Log messages are only helpful if the information they provide is valuable and helps people make decisions. Third-party infrastructure tends to capture granular details, but for software applications, you should decide what details help diagnose why an error/event happened so you can take the necessary actions.  

Log messages should convey what is happening with a line of code for application errors. 

For example, if a transaction fails, the log message could be: 

Transaction Failed: Could not create user ${path/to/file:line-number}

This message will make it easier to discover why the transaction failed and what line of code to review. 

In addition to outputting an error code text or number, adding a short description in the log can save your teammates time when troubleshooting. 
 

Keep log messages simple and concise 

While it's essential to include enough information within a log message, be careful not to be excessive.

Unnecessary data increases storage needs, slows log searches, and makes it tough to debug problems. Log messages must be helpful and concise and ensure you only collect the most crucial data.

When formatting your logs, collect the information needed to debug an error without including every detail about the environment. For example, if an API fails, it may be helpful to log any error messages from the API. But, consider omitting details about the application memory.

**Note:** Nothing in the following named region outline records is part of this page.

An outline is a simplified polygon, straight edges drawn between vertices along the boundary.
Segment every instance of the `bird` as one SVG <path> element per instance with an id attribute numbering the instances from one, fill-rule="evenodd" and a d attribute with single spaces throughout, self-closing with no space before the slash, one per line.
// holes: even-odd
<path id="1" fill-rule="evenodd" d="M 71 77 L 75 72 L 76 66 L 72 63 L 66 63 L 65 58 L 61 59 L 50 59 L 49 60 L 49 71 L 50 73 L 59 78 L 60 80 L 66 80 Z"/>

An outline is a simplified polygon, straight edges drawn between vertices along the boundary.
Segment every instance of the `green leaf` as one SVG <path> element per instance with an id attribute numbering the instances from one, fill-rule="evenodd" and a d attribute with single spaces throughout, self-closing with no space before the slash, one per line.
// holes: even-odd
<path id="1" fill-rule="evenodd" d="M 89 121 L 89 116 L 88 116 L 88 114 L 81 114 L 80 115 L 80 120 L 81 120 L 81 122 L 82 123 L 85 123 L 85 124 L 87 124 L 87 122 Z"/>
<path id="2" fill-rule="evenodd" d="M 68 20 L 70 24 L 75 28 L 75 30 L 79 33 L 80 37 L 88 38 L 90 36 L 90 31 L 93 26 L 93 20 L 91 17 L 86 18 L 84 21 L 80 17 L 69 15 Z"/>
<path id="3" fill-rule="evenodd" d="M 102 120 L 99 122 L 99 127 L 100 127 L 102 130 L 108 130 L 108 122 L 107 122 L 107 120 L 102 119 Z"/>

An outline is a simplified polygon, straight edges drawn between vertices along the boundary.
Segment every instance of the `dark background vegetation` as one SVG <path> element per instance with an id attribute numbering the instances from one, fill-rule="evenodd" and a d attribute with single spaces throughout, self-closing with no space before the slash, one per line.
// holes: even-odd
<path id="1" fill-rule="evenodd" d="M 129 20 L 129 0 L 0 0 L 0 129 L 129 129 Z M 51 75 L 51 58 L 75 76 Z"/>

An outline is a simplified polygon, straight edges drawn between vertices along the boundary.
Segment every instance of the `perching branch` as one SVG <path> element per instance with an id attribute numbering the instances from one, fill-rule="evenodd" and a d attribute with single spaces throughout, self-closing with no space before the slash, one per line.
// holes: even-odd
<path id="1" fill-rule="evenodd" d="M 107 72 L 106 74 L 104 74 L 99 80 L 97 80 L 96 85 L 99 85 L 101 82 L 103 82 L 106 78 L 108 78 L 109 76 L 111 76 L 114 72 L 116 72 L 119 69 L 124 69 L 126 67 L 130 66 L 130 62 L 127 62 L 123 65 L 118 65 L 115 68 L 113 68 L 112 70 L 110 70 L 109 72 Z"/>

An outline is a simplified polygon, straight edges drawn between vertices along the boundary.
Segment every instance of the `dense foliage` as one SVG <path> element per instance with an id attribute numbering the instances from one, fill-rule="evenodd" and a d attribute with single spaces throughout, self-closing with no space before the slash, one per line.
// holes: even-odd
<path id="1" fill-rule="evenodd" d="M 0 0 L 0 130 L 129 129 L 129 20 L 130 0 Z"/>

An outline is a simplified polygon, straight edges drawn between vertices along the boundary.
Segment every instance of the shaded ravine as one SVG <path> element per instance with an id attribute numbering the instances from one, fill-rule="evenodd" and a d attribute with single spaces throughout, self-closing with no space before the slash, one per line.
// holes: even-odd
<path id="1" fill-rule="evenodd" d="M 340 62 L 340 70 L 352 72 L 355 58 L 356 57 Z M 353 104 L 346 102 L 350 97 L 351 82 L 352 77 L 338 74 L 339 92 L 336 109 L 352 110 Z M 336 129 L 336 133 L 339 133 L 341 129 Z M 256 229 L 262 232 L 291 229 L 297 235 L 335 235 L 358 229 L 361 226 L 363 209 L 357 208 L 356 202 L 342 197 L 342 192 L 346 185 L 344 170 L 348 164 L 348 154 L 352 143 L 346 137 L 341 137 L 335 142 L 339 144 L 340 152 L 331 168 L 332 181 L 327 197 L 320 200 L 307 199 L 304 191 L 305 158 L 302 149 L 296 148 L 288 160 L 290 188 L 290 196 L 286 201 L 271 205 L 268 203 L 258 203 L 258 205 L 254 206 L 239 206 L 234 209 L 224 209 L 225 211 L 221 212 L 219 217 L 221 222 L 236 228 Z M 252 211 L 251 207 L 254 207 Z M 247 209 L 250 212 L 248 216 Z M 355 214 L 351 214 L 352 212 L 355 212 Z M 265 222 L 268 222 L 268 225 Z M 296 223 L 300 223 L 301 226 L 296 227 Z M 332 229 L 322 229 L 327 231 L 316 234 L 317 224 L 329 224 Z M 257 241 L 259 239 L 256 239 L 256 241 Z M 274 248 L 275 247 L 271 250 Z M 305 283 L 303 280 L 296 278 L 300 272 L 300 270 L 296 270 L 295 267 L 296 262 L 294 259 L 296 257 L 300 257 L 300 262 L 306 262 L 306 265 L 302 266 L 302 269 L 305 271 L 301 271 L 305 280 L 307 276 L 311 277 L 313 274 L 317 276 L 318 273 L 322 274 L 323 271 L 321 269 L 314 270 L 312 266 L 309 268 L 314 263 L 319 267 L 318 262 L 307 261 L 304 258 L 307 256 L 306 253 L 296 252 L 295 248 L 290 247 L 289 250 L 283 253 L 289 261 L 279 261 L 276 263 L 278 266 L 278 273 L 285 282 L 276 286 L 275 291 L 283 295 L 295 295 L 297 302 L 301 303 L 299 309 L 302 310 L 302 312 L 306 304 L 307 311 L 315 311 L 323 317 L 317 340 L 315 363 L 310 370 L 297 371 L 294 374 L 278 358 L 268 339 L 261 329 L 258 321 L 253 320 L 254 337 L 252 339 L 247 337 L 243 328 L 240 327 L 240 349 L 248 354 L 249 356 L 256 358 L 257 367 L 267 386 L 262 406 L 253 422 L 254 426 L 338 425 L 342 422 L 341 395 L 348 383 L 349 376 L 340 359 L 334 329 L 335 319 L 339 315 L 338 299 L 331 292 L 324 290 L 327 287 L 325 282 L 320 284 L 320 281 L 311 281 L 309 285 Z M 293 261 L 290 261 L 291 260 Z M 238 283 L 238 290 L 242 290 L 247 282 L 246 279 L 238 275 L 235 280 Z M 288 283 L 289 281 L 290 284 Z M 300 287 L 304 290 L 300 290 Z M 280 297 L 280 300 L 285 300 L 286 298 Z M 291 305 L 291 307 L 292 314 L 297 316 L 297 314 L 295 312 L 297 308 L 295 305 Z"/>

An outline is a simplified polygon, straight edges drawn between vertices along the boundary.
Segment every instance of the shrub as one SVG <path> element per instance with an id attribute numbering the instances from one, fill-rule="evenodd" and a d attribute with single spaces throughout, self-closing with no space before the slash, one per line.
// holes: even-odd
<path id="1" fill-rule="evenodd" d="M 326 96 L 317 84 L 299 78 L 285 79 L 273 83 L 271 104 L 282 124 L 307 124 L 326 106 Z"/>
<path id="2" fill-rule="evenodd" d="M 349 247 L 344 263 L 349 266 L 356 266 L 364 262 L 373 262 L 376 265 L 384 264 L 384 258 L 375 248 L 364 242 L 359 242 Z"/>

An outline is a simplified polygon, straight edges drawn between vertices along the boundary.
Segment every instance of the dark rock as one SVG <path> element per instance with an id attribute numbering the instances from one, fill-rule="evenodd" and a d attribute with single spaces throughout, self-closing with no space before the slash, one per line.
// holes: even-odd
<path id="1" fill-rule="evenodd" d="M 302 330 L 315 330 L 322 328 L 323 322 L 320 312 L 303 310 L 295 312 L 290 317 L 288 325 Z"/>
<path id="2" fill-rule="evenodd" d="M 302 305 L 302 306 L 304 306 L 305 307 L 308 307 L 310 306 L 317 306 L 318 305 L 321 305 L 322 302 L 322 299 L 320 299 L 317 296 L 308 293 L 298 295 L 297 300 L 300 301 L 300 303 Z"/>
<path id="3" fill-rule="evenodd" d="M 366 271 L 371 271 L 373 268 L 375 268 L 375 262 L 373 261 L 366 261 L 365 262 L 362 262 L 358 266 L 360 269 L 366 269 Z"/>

Don't forget the timestamp

Remember to include a timestamp for all of your log messages. Based on the frequency of a task, select the right time to track, but ensure a timestamp in all your logs. Some tasks may need to track time down to the millisecond, while others only need to track to the minute, hour, or even the day. 

As a best practice, apply standards across your entire stack or organization to correlate your logs with other telemetry data types like metrics or events. 

Use logging formats that are easy to understand

Your log messages should provide critical information that is easy to read and drives actions or provides insights. As a rule of thumb, avoid ambiguous or non-descriptive messages that only limited team members understand. Log formats should be easy to parse and keep a consistent log structure. This will ensure they’re easy to collect and aggregate. For example, tools like New Relic log management make it easy to define custom log parsing rules—but parsing rules can't work if your log data is unreadable. 

Log format examples 

### Example of an NGINX access log that is difficult to parse:
127.180.71.3 - - [10/May/2022:08:05:32 +0000] "GET /downloads/product_1 HTTP/1.1" 304 0 "-" "Debian APT-HTTP/1.3 (0.8.16~exp12ubuntu10.21)"


### Example of the same log information in a parsable log format:
{
  "remote_addr":"93.180.71.3",
  "time":"1586514731",
  "method":"GET",
  "path":"/downloads/product_1",
  "version":"HTTP/1.1",
}

Both of these logs show very similar information, but the first one is difficult to read because the parts are not demarcated clearly. In the second example, you’re able to easily scan for the detail you want, without having to read the entire log. Standardizing a log format for all your applications also means that your logs will be easy to parse, collect, and leverage on other platforms.

As you can see, capturing and constructing logs with the right information can save you money, help you diagnose errors more quickly, and hopefully save you time when you’re on call.